Et Nekhludov eut l’impression qu’elle avait prononcé le mot « follement » avec une affectation insupportable.

Un débat s’engagea où prirent part aussi Michel Sergueievitch et la vieille demoiselle. Seuls le répétiteur, l’institutrice et les enfants se taisaient, et, manifestement, s’ennuyaient.

— Allons, disputez-vous une bonne fois ! — dit enfin, en riant aux éclats, le prince Korchaguine.

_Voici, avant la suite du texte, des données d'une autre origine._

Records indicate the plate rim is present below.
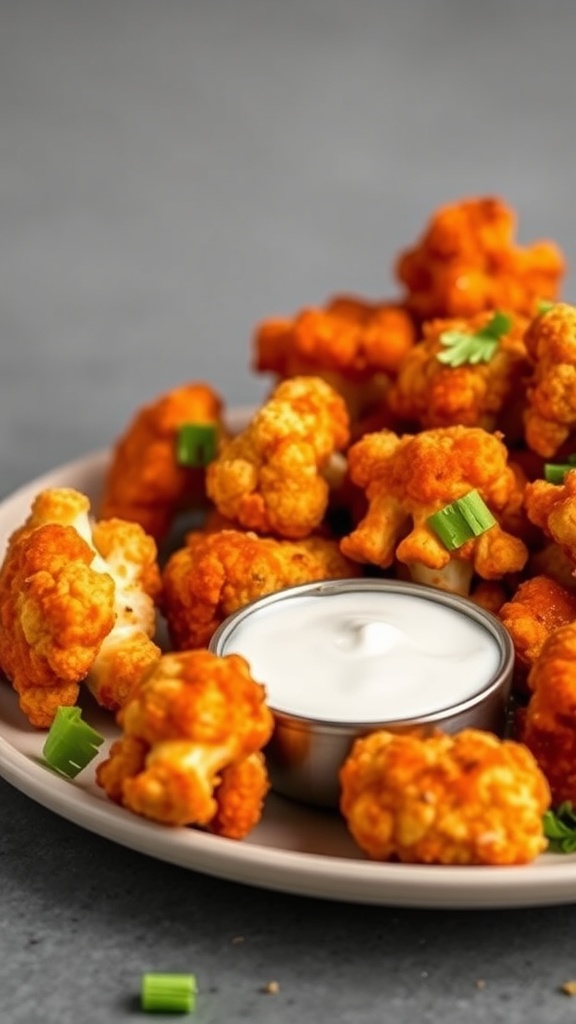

Sur quoi, prenant à pleine main sa serviette, il la posa toute fripée sur la table, et se leva, tandis qu’un valet de chambre s’empressait pour reculer sa chaise. Tout le monde se leva à sa suite et s’avança vers une petite table où étaient rangés des bols et des verres d’eau tiède parfumée. Les convives se rincèrent la bouche, tout en poursuivant leur discussion entre deux gorgées.

— N’est-ce pas que c’est moi qui ai raison ? — demanda Missy à Nekhludov, après avoir affirmé à Michel Sergueievitch que rien ne révélait le caractère des gens aussi bien que le jeu. Elle avait tout de suite reconnu sur le visage de son ami cette expression concentrée et sévère qui, plusieurs fois déjà, l’avait inquiétée chez lui ; et elle était résolue à en découvrir la cause.

— En vérité, je n’en sais rien : jamais encore je n’ai réfléchi à cette question, — répondit Nekhludov.

— Voulez-vous que nous montions chez maman ? — dit alors la jeune fille.

— Mais parfaitement, très volontiers ! — répondit-il en allumant une cigarette ; mais le ton de sa réponse signifiait clairement qu’il se serait fort bien dispensé de cette corvée.

Elle se tut, jeta sur lui un regard interrogateur, et son inquiétude s’accentua encore.